Our Actions Our Intentions
When Newt sunk into the comforting arms of slumber, he found his mind dragged back to the memories of before. Before he’d gathered the will, the knowledge, the heart, to leave. To escape.
Newt liked to wander the halls of the manor when he had finished tending to his creatures, his wanderlust barely sated by the titters and roars of his pseudo-children and the view of the moor beyond. It gave his feet something to do, his mind something to focus on other than the fact that he was straddling the line between light and dark each day he stayed in this place.
Gellert tended to blur that line a lot better than Newt could ever hope to, however. As much as Newt liked to argue with the man on their political views—often too casual for either of their tastes, but unable to stop—he was no longer as set in his ways as he had been, no matter what he’d told Gellert.
When he had started thinking of him as Gellert, he had no clue.
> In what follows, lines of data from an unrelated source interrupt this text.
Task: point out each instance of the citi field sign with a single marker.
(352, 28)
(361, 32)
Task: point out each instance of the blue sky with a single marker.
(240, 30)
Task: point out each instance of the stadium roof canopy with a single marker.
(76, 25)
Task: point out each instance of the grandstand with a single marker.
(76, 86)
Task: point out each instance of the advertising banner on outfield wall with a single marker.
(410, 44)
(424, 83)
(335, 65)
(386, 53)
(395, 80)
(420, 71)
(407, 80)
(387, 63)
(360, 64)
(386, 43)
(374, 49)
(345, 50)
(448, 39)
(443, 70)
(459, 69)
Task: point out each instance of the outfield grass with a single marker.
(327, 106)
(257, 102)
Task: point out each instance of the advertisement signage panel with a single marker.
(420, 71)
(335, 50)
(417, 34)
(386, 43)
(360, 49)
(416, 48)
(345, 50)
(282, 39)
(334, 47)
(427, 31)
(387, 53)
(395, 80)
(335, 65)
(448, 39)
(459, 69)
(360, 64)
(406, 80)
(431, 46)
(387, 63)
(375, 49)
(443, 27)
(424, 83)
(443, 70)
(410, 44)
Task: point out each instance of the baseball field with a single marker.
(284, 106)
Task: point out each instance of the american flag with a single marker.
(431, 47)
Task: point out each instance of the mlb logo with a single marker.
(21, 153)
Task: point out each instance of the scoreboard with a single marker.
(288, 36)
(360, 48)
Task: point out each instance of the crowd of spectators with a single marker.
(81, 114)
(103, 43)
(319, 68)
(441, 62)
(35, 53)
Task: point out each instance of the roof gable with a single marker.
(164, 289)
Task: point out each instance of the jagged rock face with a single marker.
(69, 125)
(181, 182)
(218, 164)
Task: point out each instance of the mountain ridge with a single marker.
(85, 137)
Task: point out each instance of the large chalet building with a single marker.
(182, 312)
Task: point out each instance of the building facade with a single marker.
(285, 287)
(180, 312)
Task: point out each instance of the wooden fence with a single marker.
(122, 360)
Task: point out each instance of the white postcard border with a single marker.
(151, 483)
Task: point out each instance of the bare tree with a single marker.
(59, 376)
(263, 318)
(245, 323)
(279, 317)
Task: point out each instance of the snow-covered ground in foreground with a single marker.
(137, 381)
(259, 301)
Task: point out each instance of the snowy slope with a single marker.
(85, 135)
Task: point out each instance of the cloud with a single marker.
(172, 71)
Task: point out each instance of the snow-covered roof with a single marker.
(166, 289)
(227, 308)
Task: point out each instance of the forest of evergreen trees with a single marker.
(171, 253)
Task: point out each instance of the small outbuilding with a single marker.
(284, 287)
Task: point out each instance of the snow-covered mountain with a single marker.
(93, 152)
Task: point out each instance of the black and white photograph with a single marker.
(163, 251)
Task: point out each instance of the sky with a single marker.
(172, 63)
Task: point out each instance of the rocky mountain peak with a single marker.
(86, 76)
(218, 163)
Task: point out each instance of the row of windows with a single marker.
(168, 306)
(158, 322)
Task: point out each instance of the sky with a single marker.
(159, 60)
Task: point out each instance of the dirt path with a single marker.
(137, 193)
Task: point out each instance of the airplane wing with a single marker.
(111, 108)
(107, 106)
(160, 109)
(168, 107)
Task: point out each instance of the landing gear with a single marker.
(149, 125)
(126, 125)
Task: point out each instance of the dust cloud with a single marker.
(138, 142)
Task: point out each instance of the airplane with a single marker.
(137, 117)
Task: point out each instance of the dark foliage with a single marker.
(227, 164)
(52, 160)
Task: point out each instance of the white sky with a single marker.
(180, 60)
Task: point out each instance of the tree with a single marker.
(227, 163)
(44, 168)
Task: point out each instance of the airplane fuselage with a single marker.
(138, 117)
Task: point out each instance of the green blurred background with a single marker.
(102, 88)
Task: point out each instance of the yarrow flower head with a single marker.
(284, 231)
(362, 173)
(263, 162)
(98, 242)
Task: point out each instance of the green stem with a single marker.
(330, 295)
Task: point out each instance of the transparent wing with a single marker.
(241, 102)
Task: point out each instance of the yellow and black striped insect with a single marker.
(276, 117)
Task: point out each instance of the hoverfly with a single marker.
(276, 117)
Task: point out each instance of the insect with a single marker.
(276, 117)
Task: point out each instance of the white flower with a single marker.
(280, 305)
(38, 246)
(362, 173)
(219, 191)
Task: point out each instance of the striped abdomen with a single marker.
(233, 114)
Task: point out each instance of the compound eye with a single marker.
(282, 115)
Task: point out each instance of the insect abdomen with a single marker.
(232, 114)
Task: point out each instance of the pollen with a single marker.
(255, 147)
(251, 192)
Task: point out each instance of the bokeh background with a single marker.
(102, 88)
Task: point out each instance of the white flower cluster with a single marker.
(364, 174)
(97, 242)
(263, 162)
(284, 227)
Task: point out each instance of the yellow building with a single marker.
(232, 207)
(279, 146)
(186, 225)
Pickett chirped into his ear, tucked behind it like an idle quill, as Newt took his pencil between his teeth as he balanced a stack of books in his hands to tote them back to his room. The Grindelwald library was enormous, and Newt would be hexed if he wasn’t going to make use of it. There was an entire section dedicated to the study and cataloguing of dragons.
His time with the Ukrainian Ironbellies during the first war was brief, but educational, though it left Newt with an itch in his skull that he hadn’t been able to scratch since. The distaste Newt felt for the Ministry was due in a large part to them shutting down his operation because no one else could get close to the dragons without getting fried.
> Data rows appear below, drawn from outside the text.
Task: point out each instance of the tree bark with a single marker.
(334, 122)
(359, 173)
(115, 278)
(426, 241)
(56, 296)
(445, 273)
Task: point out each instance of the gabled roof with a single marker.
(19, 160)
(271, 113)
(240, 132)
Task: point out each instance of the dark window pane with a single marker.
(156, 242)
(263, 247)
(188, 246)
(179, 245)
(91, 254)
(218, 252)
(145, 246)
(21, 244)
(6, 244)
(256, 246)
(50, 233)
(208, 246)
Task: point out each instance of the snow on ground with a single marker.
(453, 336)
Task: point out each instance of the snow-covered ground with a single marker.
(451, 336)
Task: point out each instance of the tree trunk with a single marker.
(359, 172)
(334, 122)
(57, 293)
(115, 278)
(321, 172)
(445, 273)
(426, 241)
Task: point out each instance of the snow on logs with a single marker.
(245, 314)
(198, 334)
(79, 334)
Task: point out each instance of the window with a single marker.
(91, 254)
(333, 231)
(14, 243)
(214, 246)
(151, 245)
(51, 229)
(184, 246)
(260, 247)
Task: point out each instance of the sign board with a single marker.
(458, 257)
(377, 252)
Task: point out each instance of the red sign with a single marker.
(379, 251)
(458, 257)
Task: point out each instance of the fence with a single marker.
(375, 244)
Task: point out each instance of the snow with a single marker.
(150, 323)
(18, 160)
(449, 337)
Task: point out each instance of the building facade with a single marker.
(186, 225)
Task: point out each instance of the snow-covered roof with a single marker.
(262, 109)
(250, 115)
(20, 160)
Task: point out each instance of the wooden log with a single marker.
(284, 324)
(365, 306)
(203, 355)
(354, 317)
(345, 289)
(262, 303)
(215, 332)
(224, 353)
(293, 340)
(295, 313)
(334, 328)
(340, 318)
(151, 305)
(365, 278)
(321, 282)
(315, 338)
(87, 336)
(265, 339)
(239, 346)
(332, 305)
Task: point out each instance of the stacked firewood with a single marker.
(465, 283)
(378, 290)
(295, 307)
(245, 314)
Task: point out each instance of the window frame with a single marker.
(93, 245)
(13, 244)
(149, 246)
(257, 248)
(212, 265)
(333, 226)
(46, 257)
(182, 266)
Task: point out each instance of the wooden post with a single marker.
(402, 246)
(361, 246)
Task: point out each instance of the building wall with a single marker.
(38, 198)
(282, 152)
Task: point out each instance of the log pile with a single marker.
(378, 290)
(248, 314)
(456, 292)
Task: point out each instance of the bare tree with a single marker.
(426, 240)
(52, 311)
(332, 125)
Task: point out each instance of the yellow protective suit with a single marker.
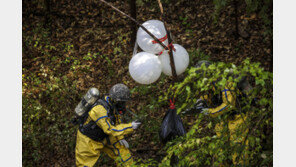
(228, 105)
(88, 151)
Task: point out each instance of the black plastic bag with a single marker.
(171, 125)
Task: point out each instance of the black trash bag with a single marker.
(171, 125)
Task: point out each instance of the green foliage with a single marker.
(201, 146)
(47, 130)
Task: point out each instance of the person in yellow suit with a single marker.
(102, 130)
(223, 103)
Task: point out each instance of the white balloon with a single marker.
(144, 40)
(181, 59)
(145, 68)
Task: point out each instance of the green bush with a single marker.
(201, 146)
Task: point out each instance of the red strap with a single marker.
(160, 39)
(169, 46)
(172, 105)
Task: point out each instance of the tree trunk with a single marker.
(133, 11)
Hipchecking the door to his room open, he staggered over to his night table and dropped the books gratefully onto it.
"Non, putain d'idiot! The other way! I will not be the one to tell him that you somehow messed up something so simple as directions."
“Simple? You try this then, ya tramp! They’re bigger ‘n hell, it’s hard to get ‘em through the doors!”
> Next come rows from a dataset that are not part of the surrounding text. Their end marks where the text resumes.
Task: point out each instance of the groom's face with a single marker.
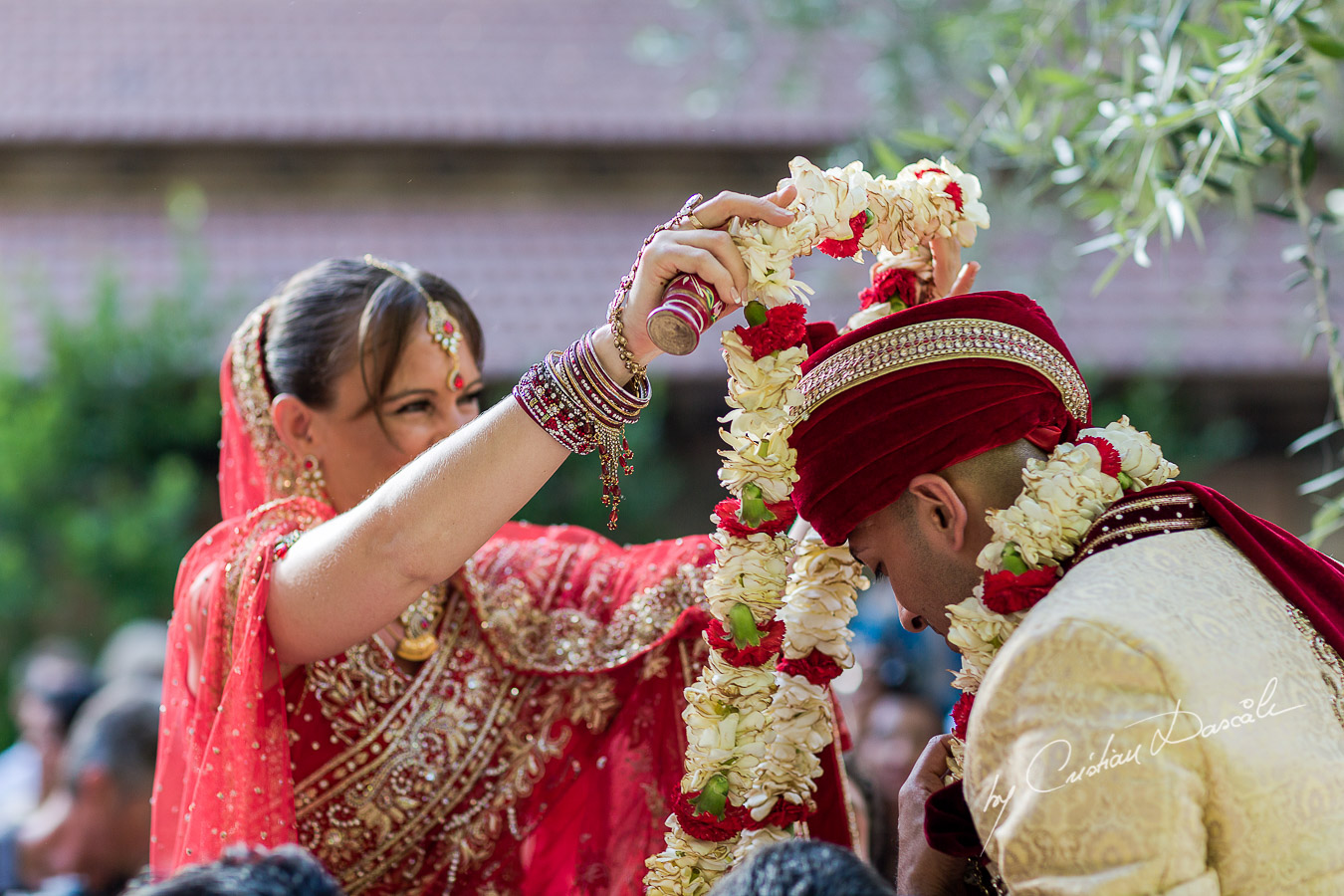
(925, 576)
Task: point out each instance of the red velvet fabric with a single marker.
(860, 449)
(1306, 577)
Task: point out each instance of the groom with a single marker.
(1170, 718)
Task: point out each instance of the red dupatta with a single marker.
(552, 603)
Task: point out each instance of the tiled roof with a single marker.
(1221, 311)
(494, 72)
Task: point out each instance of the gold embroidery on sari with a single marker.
(262, 524)
(1332, 668)
(450, 750)
(567, 639)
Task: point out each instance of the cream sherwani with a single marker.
(1162, 723)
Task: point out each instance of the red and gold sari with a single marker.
(533, 753)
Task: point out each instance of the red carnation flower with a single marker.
(785, 813)
(1109, 456)
(955, 191)
(729, 520)
(784, 328)
(1012, 591)
(816, 668)
(961, 714)
(772, 642)
(705, 825)
(847, 247)
(898, 284)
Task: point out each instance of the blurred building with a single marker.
(522, 148)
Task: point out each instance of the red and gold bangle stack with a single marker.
(575, 400)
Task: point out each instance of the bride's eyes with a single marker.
(418, 406)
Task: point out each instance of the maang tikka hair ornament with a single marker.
(442, 327)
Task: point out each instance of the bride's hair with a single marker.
(344, 312)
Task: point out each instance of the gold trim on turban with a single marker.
(941, 341)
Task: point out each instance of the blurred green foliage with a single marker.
(108, 466)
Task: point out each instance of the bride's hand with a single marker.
(707, 253)
(949, 276)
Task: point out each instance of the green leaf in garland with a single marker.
(755, 312)
(755, 512)
(742, 627)
(714, 798)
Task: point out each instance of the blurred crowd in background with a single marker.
(77, 781)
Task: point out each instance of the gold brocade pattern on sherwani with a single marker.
(1244, 792)
(419, 774)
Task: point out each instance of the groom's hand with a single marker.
(921, 869)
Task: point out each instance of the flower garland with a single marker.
(1031, 542)
(756, 723)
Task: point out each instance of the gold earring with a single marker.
(311, 483)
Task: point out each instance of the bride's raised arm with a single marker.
(352, 575)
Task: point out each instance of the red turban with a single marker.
(921, 389)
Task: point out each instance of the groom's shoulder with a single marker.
(1159, 587)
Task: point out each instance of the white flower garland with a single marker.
(1043, 528)
(755, 734)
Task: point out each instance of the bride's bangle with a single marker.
(615, 315)
(575, 400)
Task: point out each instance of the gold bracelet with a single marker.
(638, 372)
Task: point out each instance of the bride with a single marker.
(368, 658)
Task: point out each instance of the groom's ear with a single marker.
(940, 512)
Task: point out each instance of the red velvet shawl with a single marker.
(921, 389)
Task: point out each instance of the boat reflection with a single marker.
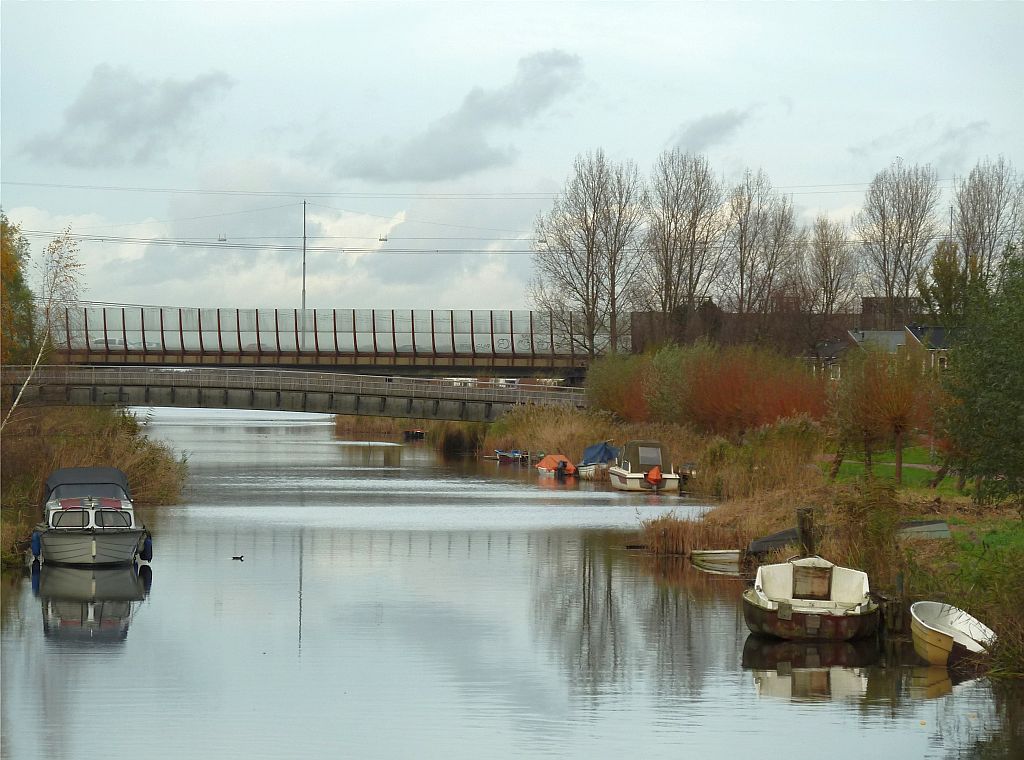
(809, 670)
(92, 606)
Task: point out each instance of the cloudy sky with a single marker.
(180, 139)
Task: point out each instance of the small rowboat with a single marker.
(944, 634)
(810, 598)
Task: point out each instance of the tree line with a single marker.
(680, 239)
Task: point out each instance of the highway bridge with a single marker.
(294, 390)
(424, 342)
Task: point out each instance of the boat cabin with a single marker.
(83, 498)
(640, 456)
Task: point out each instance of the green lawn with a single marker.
(911, 455)
(913, 477)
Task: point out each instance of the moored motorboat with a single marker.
(595, 462)
(556, 465)
(944, 635)
(513, 456)
(641, 467)
(810, 598)
(89, 518)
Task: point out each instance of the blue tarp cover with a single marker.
(599, 454)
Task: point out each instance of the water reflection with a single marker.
(438, 609)
(89, 606)
(810, 670)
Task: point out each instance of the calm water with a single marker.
(391, 605)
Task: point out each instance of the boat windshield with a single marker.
(112, 518)
(71, 518)
(649, 456)
(96, 490)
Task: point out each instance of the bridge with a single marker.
(293, 390)
(507, 343)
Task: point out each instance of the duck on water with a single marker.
(89, 518)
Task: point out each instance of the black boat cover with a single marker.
(599, 454)
(86, 476)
Newt perked up at the distant arguing and left his books to poke his head out into the hallway. The voices were coming from down the stretch and around the corner. He pursed his lips.
While it wasn’t uncommon for Gellert’s Grimms to mill about the manor, to accept missions and relay information and the like, they normally didn’t venture to this side of the manor. It was why Gellert had put Newt there in the first place—less chance of him convincing one of the Grimms to take pity on him and help him escape. Newt doubted that he could actually do that as every follower he’d ever come across was fiercely loyal to Gellert, but apparently the Dark Lord considered it to be a real possibility.
The voice from before was the high, smooth shout of Vinda Rosier, Gellert’s righthand. Vinda held a certain...disdain, for Newt. The feeling was almost mutual.
For that reason alone, Newt ventured out of his room and padded down the hall towards the ruckus. Brow furrowed at an inhuman screech, Newt quickened his steps.
"Merlin’s buggering tits! Shut it up!"
"Do not touch it!" Vinda screamed. "A single hair out of place, and it is your head that we will be feeding it, do you understand?"
"Ms. Rosier? What’s—?" Newt clicked his jaw shut as he rounded the corner. Hazel eyes widened in shock.
Before him, in the center of the drawing room, stood a rough-hewn man Newt had never seen before. Beside him was the largest Gryffin Newt had ever seen in his life. There was a leather rein around its beak, wrapped around to the man’s arm.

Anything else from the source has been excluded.